# X2 Hot Pro driver settings



## virtuocity (Mar 25, 2015)

Anyone in the know as I can only find videos pointing to XHot or X2 Hot.

The pro version has two adjustable tips (or whatever they call them).

The one closest to the head has D, +2, N and -1.  The bottom one has S, D, +1 and N.

I originally had it set up with D at the top and S on the bottom, thinking this was "Draw, standard loft".  This was slice city with low flight.

Then changed to +2 on top and D on the bottom.  Higher flight and now straight or draw.

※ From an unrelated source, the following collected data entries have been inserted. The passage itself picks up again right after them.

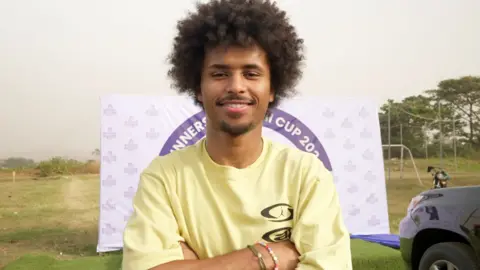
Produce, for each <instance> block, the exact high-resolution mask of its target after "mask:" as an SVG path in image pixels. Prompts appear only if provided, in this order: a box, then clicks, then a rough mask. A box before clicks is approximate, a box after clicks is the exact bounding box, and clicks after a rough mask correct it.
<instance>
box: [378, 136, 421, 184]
mask: <svg viewBox="0 0 480 270" xmlns="http://www.w3.org/2000/svg"><path fill="white" fill-rule="evenodd" d="M382 146H383V147H384V148H389V147H390V148H392V147H400V148H401V149H402V155H401V160H400V162H401V170H402V171H403V150H404V149H405V150H407V152H408V154H409V155H410V160H411V161H412V164H413V169H414V170H415V173H416V174H417V179H418V183H419V184H420V186H422V187H423V186H425V185H424V184H423V182H422V180H421V179H420V174H419V173H418V170H417V165H416V164H415V160H414V159H413V155H412V151H410V149H409V148H408V147H406V146H405V145H403V144H384V145H382ZM388 180H390V168H389V174H388V178H387V181H388Z"/></svg>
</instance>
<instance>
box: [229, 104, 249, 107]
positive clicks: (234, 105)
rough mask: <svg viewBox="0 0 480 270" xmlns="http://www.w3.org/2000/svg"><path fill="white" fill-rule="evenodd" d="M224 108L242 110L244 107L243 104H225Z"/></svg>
mask: <svg viewBox="0 0 480 270" xmlns="http://www.w3.org/2000/svg"><path fill="white" fill-rule="evenodd" d="M225 106H227V107H230V108H243V107H245V106H246V105H245V104H226V105H225Z"/></svg>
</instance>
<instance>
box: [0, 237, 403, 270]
mask: <svg viewBox="0 0 480 270" xmlns="http://www.w3.org/2000/svg"><path fill="white" fill-rule="evenodd" d="M352 252H353V268H354V269H369V270H375V269H401V268H402V267H403V262H402V260H401V259H400V256H399V252H398V251H396V250H394V249H391V248H388V247H383V246H381V245H377V244H372V243H368V242H364V241H361V240H352ZM121 260H122V257H121V254H113V255H107V256H103V257H86V258H79V259H73V260H57V259H55V258H53V257H52V256H49V255H25V256H23V257H21V258H20V259H18V260H16V261H15V262H13V263H11V264H9V265H8V266H7V267H6V268H5V269H4V270H27V269H28V270H30V269H35V270H57V269H58V270H60V269H69V270H84V269H95V270H118V269H120V267H121Z"/></svg>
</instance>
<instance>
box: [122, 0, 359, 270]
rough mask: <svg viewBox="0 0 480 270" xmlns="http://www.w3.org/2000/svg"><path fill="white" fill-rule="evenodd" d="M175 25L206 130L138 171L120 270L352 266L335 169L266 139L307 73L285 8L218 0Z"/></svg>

The Xhot and X2Hot standard drivers are a simple case of changing draw bias but this has confused my tiny mind.

Have done internet searches but have yet to find a definitive guide on how to adjust this properly.  Happy with my settings now, but would be good to know.


----------



## robert.redmile (Mar 25, 2015)

ive got an X2 hot, and this is my understanding.......

D= Draw, N= Neutral
+2, +1, S and -1 all refer to the loft -The "S" stands for "STATED". So this means the club is set to the loft it states on the club, +2 means u are setting it to 2 degrees higher, -1 means one degree lower.


----------



## tsped83 (Mar 25, 2015)

robert.redmile said:



			ive got an X2 hot, and this is my understanding.......

D= Draw, N= Neutral
+2, +1, S and -1 all refer to the loft -The "S" stands for "STATED". So this means the club is set to the loft it states on the club, +2 means u are setting it to 2 degrees higher, -1 means one degree lower.
		
Click to expand...

Correct sir.


----------



## virtuocity (Mar 25, 2015)

Or, to rephrase, should you use the draw setting on the top, bottom, both? What difference does it make.  Remember that the Pro is different from the standard.


----------



## tsped83 (Mar 25, 2015)

virtuocity said:



			Or, to rephrase, should you use the draw setting on the top, bottom, both? What difference does it make.  Remember that the Pro is different from the standard.
		
Click to expand...

It makes no difference fella, there is a handy YouTube vid out there on the hosel, worth a watch if you want the reassurance.


----------